Sunday, June 10, 2007

Shared Illusion...

The issue of vaccines administered to young children used to be a favorite hobby-horse of Don Imus before he was jerked from the air. Despite the definitive findings to the contrary of the Institute of Medicine, some parents and their advocates insist that the mercuric preservative thimerosal is the causative agent in autism. As with other types of scientific findings, the action of collective human belief, particularly where it relieves fear or uncertainty, appears to carry at least equal weight with some.
As Paul A. Offit writes in The Boston Globe,

"Now, vaccine makers are again threatened. Lawyers will argue that either the measles-mumps-rubella (MMR) vaccine or a mercury-containing preservative (thimerosal) in vaccines or the combination of the two can cause autism. This theory has been advanced on television shows such as 60 Minutes, in popular magazines like Time and Newsweek, and on national radio programs such as Imus in the Morning. Most prominently, the mercury-causes-autism theory has been advanced by a parents advocacy group called Safe Minds -- a group now at the center of the litigation."

Thus, simple media exposure creates belief, and belief in the hands of any group of people -people backed by tort lawyers- is enough to counterbalance definitive scientific proof, if only twelve people on a jury can be convinced.

Then, there is evidence that while mercury is certainly capable of causing debilitating conditions or even death, there is no evidence that autism is one of them:

"Certainly there is plenty of evidence to refute the notion that vaccines cause autism. Fourteen epidemiological studies have shown that the risk of autism is the same whether children received the MMR vaccine or not, and five have shown that thimerosal-containing vaccines also do not cause autism. Further, although large quantities of mercury are clearly toxic to the brain, autism isn't a consequence of mercury poisoning; large, single-source mercury exposures in Minamata Bay and Iraq have caused seizures, mental retardation, and speech delay, but not autism."

Finally, anyone with a sixth-grade education ought to be able to understand the argument that if mercury is withdrawn from a vaccine, yet the incidence of autism is not only unaffected, but increases, then there is NO connection!

"Finally, vaccine makers removed thimerosal from vaccines routinely given to young infants about six years ago; if thimerosal were a cause, the incidence of autism should have declined. Instead, the numbers have continued to increase. All of this evidence should have caused a quick dismissal of these cases. But it didn't, and now the court has turned into a circus. The federal and civil litigation will likely take years to sort out."

The track record of vaccines is clear, particularly in young children. The use of vaccines has a track record that is clear, going back to Edward Jenner's inoculations against smallpox in the eighteenth century. I can sympathize with any parent having to deal with a condition as serious as autism, but that does not, and should not preclude the access to vaccines, which our current system of litigation threatens to do. Risk is a part of life, and the risks of being vaccinated are without doubt enormously less than not being vaccinated.


And yet, curiously, we are threatened with the possibility -and out of pure belief- that vaccines might become a thing of the past, or manufactured completely under government ægis in order to block litigation that can place drug companies in receivership.

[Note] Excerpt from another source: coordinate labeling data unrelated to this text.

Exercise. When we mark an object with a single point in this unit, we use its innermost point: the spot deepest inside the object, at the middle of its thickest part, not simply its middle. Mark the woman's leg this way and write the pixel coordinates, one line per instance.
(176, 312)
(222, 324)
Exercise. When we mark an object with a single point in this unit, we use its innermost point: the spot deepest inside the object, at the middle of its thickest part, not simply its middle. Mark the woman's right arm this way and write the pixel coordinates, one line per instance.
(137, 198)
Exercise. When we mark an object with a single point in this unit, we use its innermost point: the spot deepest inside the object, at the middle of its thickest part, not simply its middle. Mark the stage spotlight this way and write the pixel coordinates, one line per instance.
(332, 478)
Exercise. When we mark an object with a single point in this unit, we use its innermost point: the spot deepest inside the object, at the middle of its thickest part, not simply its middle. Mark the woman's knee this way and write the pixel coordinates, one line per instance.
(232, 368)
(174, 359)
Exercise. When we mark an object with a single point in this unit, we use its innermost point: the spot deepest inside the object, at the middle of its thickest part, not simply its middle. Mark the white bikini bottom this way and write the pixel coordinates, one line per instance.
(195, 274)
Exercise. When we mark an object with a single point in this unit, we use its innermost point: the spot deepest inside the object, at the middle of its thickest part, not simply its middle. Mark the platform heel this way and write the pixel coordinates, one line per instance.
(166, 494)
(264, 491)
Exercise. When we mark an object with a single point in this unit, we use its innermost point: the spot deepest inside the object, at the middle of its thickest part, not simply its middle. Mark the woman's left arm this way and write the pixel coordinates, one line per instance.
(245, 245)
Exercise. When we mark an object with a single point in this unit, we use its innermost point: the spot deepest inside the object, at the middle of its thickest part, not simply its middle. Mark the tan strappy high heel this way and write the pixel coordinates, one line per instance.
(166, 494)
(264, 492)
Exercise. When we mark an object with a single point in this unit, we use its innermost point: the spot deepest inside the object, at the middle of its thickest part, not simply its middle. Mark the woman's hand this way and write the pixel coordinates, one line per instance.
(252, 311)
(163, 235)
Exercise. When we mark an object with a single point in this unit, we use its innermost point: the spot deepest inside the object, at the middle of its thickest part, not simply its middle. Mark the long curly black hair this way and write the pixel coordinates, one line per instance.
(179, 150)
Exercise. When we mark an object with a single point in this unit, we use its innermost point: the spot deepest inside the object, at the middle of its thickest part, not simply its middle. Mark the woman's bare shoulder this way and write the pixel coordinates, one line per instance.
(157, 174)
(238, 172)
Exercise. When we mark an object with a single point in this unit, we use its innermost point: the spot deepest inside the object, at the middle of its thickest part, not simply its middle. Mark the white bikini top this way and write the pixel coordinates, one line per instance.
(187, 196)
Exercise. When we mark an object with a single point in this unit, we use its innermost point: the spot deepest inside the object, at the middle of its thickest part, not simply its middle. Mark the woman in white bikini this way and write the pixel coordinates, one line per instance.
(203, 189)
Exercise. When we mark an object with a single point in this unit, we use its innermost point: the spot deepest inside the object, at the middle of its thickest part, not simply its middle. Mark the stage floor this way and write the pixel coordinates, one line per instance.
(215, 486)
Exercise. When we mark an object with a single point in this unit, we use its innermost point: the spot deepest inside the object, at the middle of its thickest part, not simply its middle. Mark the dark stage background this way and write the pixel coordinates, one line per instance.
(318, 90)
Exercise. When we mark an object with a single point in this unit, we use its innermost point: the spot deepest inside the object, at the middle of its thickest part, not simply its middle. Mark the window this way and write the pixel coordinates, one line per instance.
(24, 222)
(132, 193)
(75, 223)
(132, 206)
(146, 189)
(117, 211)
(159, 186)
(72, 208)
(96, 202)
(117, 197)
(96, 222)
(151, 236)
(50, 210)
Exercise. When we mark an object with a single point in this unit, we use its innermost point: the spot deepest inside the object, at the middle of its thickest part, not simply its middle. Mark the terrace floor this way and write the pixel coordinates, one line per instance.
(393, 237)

The demand of the vast majority, supported by evidence that vaccines are safe is curiously sidelined by a group of about 5,000 people supported by their attorneys. My demand that my children and my grandchildren have vaccines available is therefore validated only if I sue in their behalf- evidently.

If anyone believes that contemporary mankind is necessarily more clear-headed and rational than our predecessors, this sorry business should quell that argument. We ARE the same ancestors who believe that "bad air" caused malaria, and that necklaces of flowers could protect against the Black Death, and who burned old ladies at the stake when epidemics occurred. Or, put more succinctly:

"I reject your reality and substitute my own."

- Adam Savage

1 comment:

Bobbie said...

It is the mercury-laden preservative that people are objecting to. Whether it causes autism or not, eliminate that and the lawyers will have to go back to the drawing board! Surely we can make vaccines that people aren't afraid to use.